Post by Nate » Sun Jan 25, 2009 9:08 pm

Tupperfan wrote:True, but I do have planting friends that do talk about that kind of stuff. As for the rest, well, whatever. People are old enough to make an educated opinion for themselves. I've basically heard shitty stories about every big company, including Brinkman , and I don't know how long ago you planted for Outland but I just love that attitude that one thing has to suck until 2012 if it sucked before. Seems that a lot of the shit comes from a relatively specific area though. Whatever, your opinion is made, it's justified for you and I don't have any need nor desire to get there anymore. Consider it the end of my spokesperson days.

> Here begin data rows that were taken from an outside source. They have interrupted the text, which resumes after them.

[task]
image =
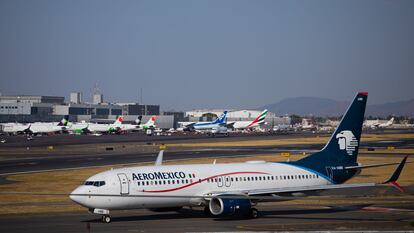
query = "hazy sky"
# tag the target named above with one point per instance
(208, 54)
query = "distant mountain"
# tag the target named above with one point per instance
(327, 107)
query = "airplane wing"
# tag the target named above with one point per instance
(304, 189)
(191, 125)
(230, 125)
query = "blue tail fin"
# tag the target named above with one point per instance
(342, 148)
(221, 119)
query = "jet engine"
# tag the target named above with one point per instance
(221, 206)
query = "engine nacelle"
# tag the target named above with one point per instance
(230, 206)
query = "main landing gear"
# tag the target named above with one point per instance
(106, 218)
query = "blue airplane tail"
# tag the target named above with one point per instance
(221, 119)
(342, 148)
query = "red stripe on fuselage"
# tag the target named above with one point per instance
(199, 181)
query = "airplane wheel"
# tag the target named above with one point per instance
(207, 211)
(106, 219)
(254, 213)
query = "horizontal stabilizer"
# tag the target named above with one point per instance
(394, 177)
(160, 156)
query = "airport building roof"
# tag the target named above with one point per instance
(32, 99)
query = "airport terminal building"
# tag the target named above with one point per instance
(30, 108)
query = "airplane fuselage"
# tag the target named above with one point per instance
(189, 180)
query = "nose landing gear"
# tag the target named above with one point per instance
(106, 218)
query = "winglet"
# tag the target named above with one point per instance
(394, 177)
(158, 162)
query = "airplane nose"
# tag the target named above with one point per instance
(77, 196)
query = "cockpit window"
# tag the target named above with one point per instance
(95, 183)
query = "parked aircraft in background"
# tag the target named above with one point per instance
(106, 128)
(374, 124)
(15, 128)
(202, 125)
(282, 128)
(149, 125)
(233, 188)
(239, 125)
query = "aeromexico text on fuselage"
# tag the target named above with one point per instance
(160, 175)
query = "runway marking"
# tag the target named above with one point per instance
(384, 209)
(119, 164)
(284, 226)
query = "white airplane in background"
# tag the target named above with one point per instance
(106, 128)
(207, 125)
(48, 127)
(386, 124)
(232, 189)
(373, 124)
(36, 127)
(15, 128)
(149, 125)
(259, 120)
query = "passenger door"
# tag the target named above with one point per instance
(123, 179)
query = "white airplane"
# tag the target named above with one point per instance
(35, 128)
(106, 128)
(15, 128)
(374, 124)
(48, 127)
(386, 124)
(78, 128)
(149, 125)
(259, 120)
(207, 125)
(232, 189)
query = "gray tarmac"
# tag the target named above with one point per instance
(273, 217)
(33, 162)
(394, 214)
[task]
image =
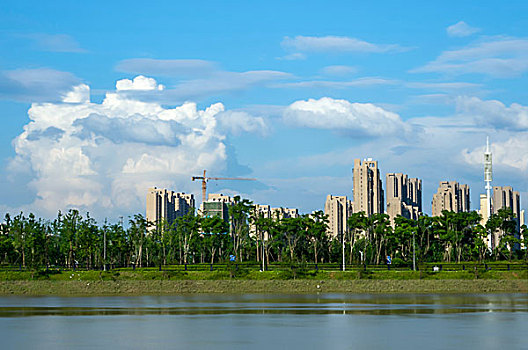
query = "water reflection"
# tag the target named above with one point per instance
(326, 304)
(325, 321)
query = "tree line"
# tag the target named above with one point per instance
(72, 240)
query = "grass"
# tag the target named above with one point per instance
(245, 279)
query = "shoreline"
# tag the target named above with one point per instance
(298, 286)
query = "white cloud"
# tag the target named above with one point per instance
(449, 86)
(338, 70)
(79, 94)
(493, 113)
(102, 157)
(296, 56)
(139, 83)
(461, 29)
(36, 85)
(239, 122)
(509, 152)
(204, 79)
(343, 116)
(53, 42)
(360, 82)
(499, 57)
(168, 68)
(334, 44)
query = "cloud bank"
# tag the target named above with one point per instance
(103, 156)
(343, 116)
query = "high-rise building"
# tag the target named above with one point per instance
(505, 197)
(281, 213)
(167, 205)
(483, 211)
(451, 196)
(338, 209)
(368, 188)
(217, 204)
(404, 196)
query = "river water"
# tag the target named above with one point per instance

The gloryfying bit was funny, don't think I ever went that far, but who knows how the tone of a written post comes out to someone else. As for the heart, dude, it would break mine if you weren't as heartless as I imagine you to be...
The problem is that these companies are so large each region, or each section operating under a specific regional manager is like it's own company. Comparing an Outland Timmins contract to an Outland contract in Manitoba is comparing two entirely different experiences. There'd be fifty times more in common between a Summit PG contract and a Celtic PG contract than between the Outland Ontario/Manitoba.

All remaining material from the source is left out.